Yüz yıl sonra Rosa Luxemburg’a mektup

JÜLİDE KURAL

Sevgili Rosa, yoldaşım. 

İşgal, savaş ve şiddet sarmalında bir yanda Filistin, bir yanda Rojova ve patlamaya hazır bir dünya zamanından sesleniyorum sana. Çocuklar ölürken; kadınlar ölürken; erkekler ölürken kriz içindeki kapitalizm daha çok silah daha çok kar uğruna halkları birbirine vurduruyor. Üstelik her türlü ideolojik argümanı utanmazca araçsallaştırırken insanlığı da çaresizce seyretmeye zorluyor. Tıpkı senin mektubunda yazdığında gibi “Acı dolu bir dönemin tanıklarıyız hepimiz.” Biz de maalesef Rosa. 
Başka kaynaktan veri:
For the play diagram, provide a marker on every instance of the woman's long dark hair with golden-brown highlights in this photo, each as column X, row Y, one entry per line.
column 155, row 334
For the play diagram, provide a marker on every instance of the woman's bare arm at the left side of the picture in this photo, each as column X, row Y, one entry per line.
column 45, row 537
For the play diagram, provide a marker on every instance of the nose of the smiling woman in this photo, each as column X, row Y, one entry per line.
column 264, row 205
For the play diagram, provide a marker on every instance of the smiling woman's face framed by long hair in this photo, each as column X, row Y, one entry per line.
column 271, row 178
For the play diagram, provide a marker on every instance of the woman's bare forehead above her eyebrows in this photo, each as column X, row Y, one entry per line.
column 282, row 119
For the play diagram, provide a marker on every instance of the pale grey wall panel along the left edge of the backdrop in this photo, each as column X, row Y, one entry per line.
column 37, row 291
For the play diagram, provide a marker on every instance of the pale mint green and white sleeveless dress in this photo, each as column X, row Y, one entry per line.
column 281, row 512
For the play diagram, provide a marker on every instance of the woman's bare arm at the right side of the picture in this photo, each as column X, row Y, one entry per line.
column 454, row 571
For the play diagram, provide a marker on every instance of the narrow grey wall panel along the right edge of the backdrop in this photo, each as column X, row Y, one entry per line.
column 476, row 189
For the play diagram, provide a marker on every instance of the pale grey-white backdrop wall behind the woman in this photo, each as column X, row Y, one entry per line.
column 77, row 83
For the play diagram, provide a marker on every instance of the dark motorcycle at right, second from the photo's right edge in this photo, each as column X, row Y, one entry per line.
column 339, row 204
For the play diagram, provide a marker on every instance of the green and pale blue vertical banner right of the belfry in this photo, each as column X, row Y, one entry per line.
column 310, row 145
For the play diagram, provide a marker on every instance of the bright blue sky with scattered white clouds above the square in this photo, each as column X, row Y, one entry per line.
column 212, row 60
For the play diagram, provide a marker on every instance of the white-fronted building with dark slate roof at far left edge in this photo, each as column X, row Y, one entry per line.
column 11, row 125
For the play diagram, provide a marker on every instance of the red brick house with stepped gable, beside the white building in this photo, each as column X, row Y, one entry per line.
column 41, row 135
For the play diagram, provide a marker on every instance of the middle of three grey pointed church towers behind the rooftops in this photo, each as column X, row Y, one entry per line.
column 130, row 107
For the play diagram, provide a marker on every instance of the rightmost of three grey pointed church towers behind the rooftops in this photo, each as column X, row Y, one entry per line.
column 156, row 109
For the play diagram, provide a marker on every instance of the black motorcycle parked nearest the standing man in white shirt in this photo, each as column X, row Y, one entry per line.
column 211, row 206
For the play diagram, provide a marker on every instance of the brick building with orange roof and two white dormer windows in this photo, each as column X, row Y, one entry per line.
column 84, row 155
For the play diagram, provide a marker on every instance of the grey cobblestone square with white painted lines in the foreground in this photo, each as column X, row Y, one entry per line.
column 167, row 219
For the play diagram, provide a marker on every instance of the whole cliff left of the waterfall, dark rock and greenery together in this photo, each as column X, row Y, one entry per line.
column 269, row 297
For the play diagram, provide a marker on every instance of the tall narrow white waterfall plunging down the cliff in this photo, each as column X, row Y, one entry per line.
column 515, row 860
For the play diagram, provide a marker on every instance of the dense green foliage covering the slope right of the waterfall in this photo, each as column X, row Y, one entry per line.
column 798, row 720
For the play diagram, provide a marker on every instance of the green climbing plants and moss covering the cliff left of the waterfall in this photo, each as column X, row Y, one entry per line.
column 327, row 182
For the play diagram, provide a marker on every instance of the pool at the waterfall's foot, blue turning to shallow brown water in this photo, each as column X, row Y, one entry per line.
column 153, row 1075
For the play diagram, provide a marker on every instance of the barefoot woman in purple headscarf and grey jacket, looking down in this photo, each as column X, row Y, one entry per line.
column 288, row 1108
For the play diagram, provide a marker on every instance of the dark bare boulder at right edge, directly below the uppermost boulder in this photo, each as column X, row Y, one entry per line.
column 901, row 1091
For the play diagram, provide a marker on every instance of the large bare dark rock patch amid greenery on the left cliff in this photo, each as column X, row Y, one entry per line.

Yoldaşım, yaşadığım ülkenin yüz yıllık Cumhuriyet serüvenine doğru bir yolculuğa davet etmek istiyorum seni. Ki neredeyse senin katledilmenden (15 Ocak 1919) birkaç yıl sonra yani 29 Ekim 1923’de kurulan Türkiye Cumhuriyeti tarihine.  
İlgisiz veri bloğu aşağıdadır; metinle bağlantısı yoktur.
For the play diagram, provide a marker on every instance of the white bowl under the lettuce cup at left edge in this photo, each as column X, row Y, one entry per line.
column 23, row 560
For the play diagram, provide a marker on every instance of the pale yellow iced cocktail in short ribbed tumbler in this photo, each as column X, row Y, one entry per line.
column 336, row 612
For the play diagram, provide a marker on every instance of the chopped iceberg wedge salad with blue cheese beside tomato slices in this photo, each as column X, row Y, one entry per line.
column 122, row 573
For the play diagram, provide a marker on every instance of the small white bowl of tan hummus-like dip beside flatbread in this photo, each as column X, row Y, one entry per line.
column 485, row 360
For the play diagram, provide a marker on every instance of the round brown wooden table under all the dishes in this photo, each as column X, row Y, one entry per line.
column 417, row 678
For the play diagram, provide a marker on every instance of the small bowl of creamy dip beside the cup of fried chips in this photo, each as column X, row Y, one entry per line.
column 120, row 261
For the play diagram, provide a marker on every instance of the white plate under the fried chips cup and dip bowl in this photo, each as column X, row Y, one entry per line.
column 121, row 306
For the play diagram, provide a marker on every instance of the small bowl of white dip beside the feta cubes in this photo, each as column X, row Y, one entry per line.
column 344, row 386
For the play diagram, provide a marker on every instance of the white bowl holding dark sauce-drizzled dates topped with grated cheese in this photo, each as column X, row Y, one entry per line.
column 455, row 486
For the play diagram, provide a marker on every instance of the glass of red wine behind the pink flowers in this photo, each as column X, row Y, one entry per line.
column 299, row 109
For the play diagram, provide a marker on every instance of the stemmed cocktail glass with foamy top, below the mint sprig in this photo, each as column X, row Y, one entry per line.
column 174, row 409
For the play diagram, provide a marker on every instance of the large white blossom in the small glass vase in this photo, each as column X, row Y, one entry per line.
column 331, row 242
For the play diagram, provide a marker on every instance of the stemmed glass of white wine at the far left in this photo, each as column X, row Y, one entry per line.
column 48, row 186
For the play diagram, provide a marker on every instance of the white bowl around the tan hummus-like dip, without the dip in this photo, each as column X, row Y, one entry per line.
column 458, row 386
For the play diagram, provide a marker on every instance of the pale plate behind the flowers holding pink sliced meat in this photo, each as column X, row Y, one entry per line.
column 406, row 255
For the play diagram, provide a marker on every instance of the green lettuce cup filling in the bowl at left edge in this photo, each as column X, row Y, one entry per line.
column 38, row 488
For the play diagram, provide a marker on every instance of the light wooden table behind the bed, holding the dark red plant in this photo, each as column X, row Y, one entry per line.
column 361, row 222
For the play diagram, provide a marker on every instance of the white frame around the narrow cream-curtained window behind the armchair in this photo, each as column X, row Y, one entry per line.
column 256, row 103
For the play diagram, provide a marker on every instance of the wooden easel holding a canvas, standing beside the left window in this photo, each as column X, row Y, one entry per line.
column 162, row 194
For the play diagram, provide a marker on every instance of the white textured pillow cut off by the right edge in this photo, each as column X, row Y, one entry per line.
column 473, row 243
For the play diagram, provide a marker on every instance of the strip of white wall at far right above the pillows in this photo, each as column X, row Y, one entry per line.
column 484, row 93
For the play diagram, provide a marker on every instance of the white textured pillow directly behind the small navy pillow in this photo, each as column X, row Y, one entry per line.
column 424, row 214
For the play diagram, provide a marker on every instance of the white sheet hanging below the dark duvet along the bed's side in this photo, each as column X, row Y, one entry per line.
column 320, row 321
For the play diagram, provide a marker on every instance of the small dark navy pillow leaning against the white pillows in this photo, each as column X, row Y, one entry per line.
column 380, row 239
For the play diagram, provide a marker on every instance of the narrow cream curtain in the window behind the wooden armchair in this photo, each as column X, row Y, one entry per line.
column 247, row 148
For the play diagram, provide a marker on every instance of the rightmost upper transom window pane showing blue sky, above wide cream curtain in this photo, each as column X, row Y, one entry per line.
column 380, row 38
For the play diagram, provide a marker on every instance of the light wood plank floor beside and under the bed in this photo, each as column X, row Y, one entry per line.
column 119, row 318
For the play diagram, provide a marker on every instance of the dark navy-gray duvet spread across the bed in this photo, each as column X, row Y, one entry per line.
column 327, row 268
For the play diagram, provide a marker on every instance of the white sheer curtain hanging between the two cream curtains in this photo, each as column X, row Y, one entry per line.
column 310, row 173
Bir yandan Osmanlı saltanatı diğer yandan emperyalist güçlere karşı halkların katılımı ve gücüyle verilen mücadele… Monarşiden Cumhuriyet’e geçiş. Bu kuşkusuz tarihsel bir ilerlemedir ancak demokratik bir halk cumhuriyeti yerine ulus devlet inşası bağlamında kapitalist sistemi kuran egemenler kendi sınıfsal çıkarları adına büyük işçi emekçi kitleleri baskı ve sömürü mekanizmasının içine hapsetti.  

Ah Rosa tarihin didaktik diline kapıldım sanırım ama yüzyıl önce yoksul halkların mücadelesinde temellenen demokratik bir cumhuriyeti gerçekleştirememenin öfkesi ya da hüznü belki de bu dilde saklı olan?  

Ama elbette bu yüz yıllık serüven olağanüstü mücadeleler; hak kazanımları; örgütlü büyük işçi emekçi kitleleri; özgürlük mücadelesinde kararlı kadınları; devrimci gençliğin ölümü göze alarak halklar uğruna verdiği direnişleri; kürt halkının özgürlük mücadele tarihini; köylülerin yaşam alanı mücadelesini ve tabii Gezi’de simgelenen demokratik paylaşımcı özgürlükçü gençlik potansiyelini de taşıyor kuşkusuz. 

Yine bu yüzyıllık serüven ülkenin neoliberal kapitalist politikalara entegrasyonu için yapılan faşist darbeler, baskı şiddet ve işkence ile dolu yıllar, gözaltında kayıplar, yargısız infazlar, köy boşaltmaları ve binlerce genç ölüler listesi. Sahiden Rosa ne çok genç insan öldürüldü bu topraklarda…  

Senin de daima bildiğin gibi büyük emekçi kitleleri, ezilenleri bölerek bazen “dini” kullanarak, bazen “düşman” yaratarak, bazen “terör” diyerek egemenlerin her daim uyguladığı strateji bugünlerde tek adam rejiminin keyfiyeti altında hukuku, basın özgürlüğünü ayaklar altına alarak varlığını sürdürüyor.  

Sen şimdi bana soruyorsun yoldaşım ya sanat? Sanat insanlık tarihinin deneyimlerinde çelişkinin en yoğun olduğu zamanlarda hayata akan değişen değiştirendir diye düşünenlerden biri olarak bazen yılgınlığa ya da korkuya kapılsa da yüz yıllık tarihsel pratiğinde daima gelişiyor diyebilirim. Belki hayata daha fazla katılmalı belki de kitleler sanatla daha fazla buluşmalı gerçeği için hep birlikte mücadele etmeliyiz.  

Yani yoldaşım sen dünyayı bize bıraktığından bugüne mücadele sürüyor ve sürecek… Ta ki o güne dek…  

Seni ve Clara’yı çok özlüyorum Rosa. Kucaklıyorum sizleri kalpten.